Why is the divergence of a point charge zero?

Question

I have already calculated the divergence of the electric field, i.e.

$$\vec{\nabla} \cdot \vec{E}(\vec{r})=\left( \begin{array}{rrr} \frac{\partial}{\partial x} \\ \frac{\partial}{\partial y} \\ \frac{\partial}{\partial z} \\ \end{array}\right)\cdot \frac{Q}{4 \pi \epsilon_0}\left( \begin{array}{rrr} \frac{x}{(x^2+y^2+z^2)^{\frac{3}{2}}} \\ \frac{y}{(x^2+y^2+z^2)^{\frac{3}{2}}} \\ \frac{z}{(x^2+y^2+z^2)^{\frac{3}{2}}} \\ \end{array}\right)=0$$

Unfortunately, I am now having trouble interpreting the result physically. If we assume that we are dealing with a positive point charge which is located at the origin of the coordinate system, then the electric field lines of this positive point charge for the 2D case would look like this.

Unfortunately, I do not yet know how to plot electric field lines in mathematics, so I have represented the field lines as vectors.

I always explain the divergence with the help of the flux through a surface. I have now drawn a circle as the surface. The normal vectors are parallel to the field lines of the charge, so I get a positive flux, which means that the divergence must be positive, and it must be a source in the center of the circle.

I understand why with the magnetic field the divergence and thus the flux are zero, because every field line that penetrates the surface reenters the surface at another point, which is why the flux is zero and thus also the divergence

But why is the divergence for a point charge also zero?

Answer 1

You need to be careful where you apply your formula, because it is ill-defined at the origin. Actually the divergence is zero everwhere outside the origin (because there is no charge). And it is infinite at the origin (where the point charge is).

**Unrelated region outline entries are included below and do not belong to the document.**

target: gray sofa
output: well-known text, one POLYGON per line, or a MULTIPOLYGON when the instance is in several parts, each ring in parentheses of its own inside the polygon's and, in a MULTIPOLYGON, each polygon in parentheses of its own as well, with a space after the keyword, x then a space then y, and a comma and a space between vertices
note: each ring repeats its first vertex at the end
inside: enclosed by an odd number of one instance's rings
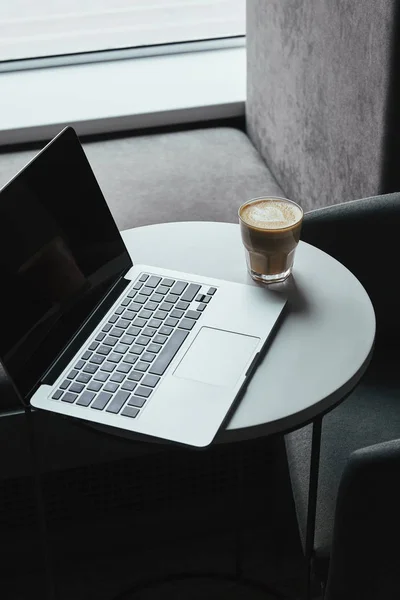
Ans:
MULTIPOLYGON (((248 97, 241 128, 85 141, 120 229, 176 220, 236 222, 237 207, 287 195, 305 210, 390 189, 393 159, 390 64, 394 2, 248 0, 248 97)), ((0 185, 35 150, 0 152, 0 185)), ((0 377, 0 478, 27 470, 23 415, 0 377)), ((131 454, 71 421, 36 413, 44 469, 131 454), (68 448, 68 453, 65 452, 68 448), (51 452, 50 452, 51 449, 51 452)))

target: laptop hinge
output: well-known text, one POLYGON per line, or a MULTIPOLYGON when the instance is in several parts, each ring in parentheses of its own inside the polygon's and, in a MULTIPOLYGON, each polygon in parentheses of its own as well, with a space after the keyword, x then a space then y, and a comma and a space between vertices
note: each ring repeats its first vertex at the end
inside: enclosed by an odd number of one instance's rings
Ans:
MULTIPOLYGON (((124 274, 125 275, 125 274, 124 274)), ((83 343, 89 337, 91 332, 97 327, 104 315, 110 310, 114 302, 121 296, 124 289, 131 283, 129 279, 125 279, 124 275, 116 281, 108 294, 96 306, 93 312, 89 315, 66 348, 58 355, 49 369, 41 379, 41 383, 53 385, 56 379, 63 372, 65 367, 71 361, 73 356, 79 351, 83 343)))

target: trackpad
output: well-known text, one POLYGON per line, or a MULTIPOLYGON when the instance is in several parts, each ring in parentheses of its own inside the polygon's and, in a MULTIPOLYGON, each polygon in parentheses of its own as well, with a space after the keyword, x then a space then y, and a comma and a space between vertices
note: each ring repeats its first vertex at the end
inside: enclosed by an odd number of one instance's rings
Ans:
POLYGON ((174 371, 175 377, 234 387, 246 370, 260 338, 202 327, 174 371))

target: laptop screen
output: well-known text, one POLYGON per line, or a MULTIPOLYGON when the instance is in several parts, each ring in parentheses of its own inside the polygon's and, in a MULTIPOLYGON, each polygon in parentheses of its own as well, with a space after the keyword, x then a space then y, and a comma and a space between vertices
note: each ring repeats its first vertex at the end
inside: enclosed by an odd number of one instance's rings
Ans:
POLYGON ((0 360, 22 398, 131 264, 69 127, 0 191, 0 360))

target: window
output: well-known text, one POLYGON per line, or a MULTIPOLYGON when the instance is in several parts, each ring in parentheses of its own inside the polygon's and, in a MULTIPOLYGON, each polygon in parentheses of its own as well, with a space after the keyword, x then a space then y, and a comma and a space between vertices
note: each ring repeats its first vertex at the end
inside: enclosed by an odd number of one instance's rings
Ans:
POLYGON ((245 0, 1 0, 0 61, 245 34, 245 0))

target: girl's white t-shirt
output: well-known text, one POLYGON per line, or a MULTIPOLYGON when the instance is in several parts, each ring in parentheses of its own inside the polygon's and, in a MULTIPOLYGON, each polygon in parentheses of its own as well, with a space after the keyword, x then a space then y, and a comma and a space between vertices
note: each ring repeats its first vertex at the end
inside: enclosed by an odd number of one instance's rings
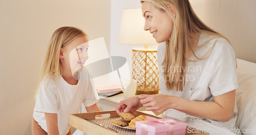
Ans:
MULTIPOLYGON (((199 101, 213 101, 213 96, 218 96, 235 89, 238 87, 236 72, 236 60, 234 51, 229 42, 224 38, 216 38, 210 40, 210 36, 205 31, 200 34, 198 47, 195 54, 199 58, 209 57, 203 60, 199 60, 194 56, 189 60, 186 67, 176 68, 177 72, 181 70, 186 71, 185 84, 183 92, 176 89, 166 91, 164 78, 163 76, 162 63, 165 57, 165 44, 161 43, 158 46, 157 59, 159 65, 160 83, 161 93, 172 95, 186 99, 199 101), (214 47, 214 44, 215 45, 214 47), (204 44, 203 46, 202 46, 204 44), (212 49, 213 47, 213 49, 212 49), (212 50, 212 51, 211 51, 212 50), (197 61, 196 61, 197 60, 197 61)), ((190 116, 174 109, 169 109, 165 111, 165 115, 170 118, 185 122, 187 119, 196 121, 204 120, 212 124, 228 129, 236 127, 238 112, 235 104, 233 115, 228 122, 218 121, 190 116)))
POLYGON ((81 73, 82 79, 76 85, 69 84, 61 76, 57 82, 52 78, 41 82, 33 117, 46 132, 44 112, 57 114, 59 134, 67 134, 70 128, 69 115, 78 113, 82 103, 88 107, 99 100, 87 70, 81 73))

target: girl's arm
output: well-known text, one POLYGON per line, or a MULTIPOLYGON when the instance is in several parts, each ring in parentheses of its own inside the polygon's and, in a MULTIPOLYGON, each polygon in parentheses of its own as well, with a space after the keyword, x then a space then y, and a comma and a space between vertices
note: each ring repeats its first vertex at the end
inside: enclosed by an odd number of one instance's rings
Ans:
POLYGON ((174 108, 187 114, 217 121, 228 121, 233 115, 236 89, 214 97, 214 101, 196 101, 161 94, 139 96, 146 110, 162 112, 174 108))
MULTIPOLYGON (((94 112, 94 111, 100 111, 100 109, 99 109, 99 106, 98 106, 98 104, 97 103, 91 105, 89 107, 86 107, 86 111, 87 112, 94 112)), ((102 117, 102 116, 101 115, 98 115, 95 116, 96 117, 102 117)))
POLYGON ((45 112, 45 116, 47 125, 48 134, 59 134, 57 114, 45 112))

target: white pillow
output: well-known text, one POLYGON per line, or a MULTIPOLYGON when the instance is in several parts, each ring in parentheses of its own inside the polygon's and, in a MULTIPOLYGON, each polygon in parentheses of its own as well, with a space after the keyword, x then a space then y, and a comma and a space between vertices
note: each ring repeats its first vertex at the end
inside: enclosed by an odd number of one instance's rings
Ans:
POLYGON ((243 134, 256 134, 256 63, 237 59, 237 124, 243 134))

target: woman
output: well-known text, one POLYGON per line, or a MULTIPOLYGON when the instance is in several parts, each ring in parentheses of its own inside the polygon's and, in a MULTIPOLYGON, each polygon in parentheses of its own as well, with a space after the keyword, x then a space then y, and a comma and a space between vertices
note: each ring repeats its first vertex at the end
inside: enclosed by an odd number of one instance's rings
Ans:
POLYGON ((158 48, 161 94, 121 101, 117 112, 143 106, 196 128, 237 128, 236 60, 229 41, 201 21, 188 0, 141 3, 144 29, 164 42, 158 48))

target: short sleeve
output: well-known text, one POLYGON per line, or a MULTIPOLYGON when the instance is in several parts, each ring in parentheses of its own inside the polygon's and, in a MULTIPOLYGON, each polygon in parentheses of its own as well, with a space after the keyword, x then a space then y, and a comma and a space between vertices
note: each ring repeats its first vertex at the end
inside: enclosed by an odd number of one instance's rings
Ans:
POLYGON ((237 62, 233 48, 226 39, 216 43, 213 57, 209 87, 213 96, 218 96, 238 87, 237 62))
POLYGON ((99 100, 98 93, 96 91, 94 86, 93 80, 90 78, 91 78, 89 77, 88 83, 88 87, 87 93, 86 95, 86 98, 83 100, 83 104, 86 107, 92 106, 96 103, 99 100))
POLYGON ((51 80, 45 79, 39 87, 36 98, 34 111, 57 113, 57 99, 55 85, 51 80))

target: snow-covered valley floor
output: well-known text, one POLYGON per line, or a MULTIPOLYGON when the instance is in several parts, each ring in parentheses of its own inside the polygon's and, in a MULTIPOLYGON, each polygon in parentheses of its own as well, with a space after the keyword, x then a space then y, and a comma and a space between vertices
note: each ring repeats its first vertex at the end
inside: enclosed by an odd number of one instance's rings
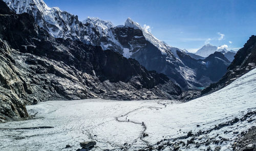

$$\begin{align} \vec{\nabla} \cdot \vec{E}(\vec{r})=\begin{cases} 0 & \text{, if } \vec{r}\ne\vec{0} \\ \infty & \text{, if } \vec{r}=\vec{0} \end{cases} \end{align}$$

If you are familiar with the Dirac $\delta$-function, you can summarize the above to $$ \vec{\nabla} \cdot \vec{E}(\vec{r})=\frac{Q}{\epsilon_0}\delta^3(\vec{r}).$$ Writing it this way also includes the fact $\int\vec{\nabla}\cdot\vec{E}(\vec{r})d^3r=\frac{Q}{\epsilon_0}$, which follows from the defining feature of the Dirac $\delta$-function: $\int\delta^3(\vec{r})d^3r=1$.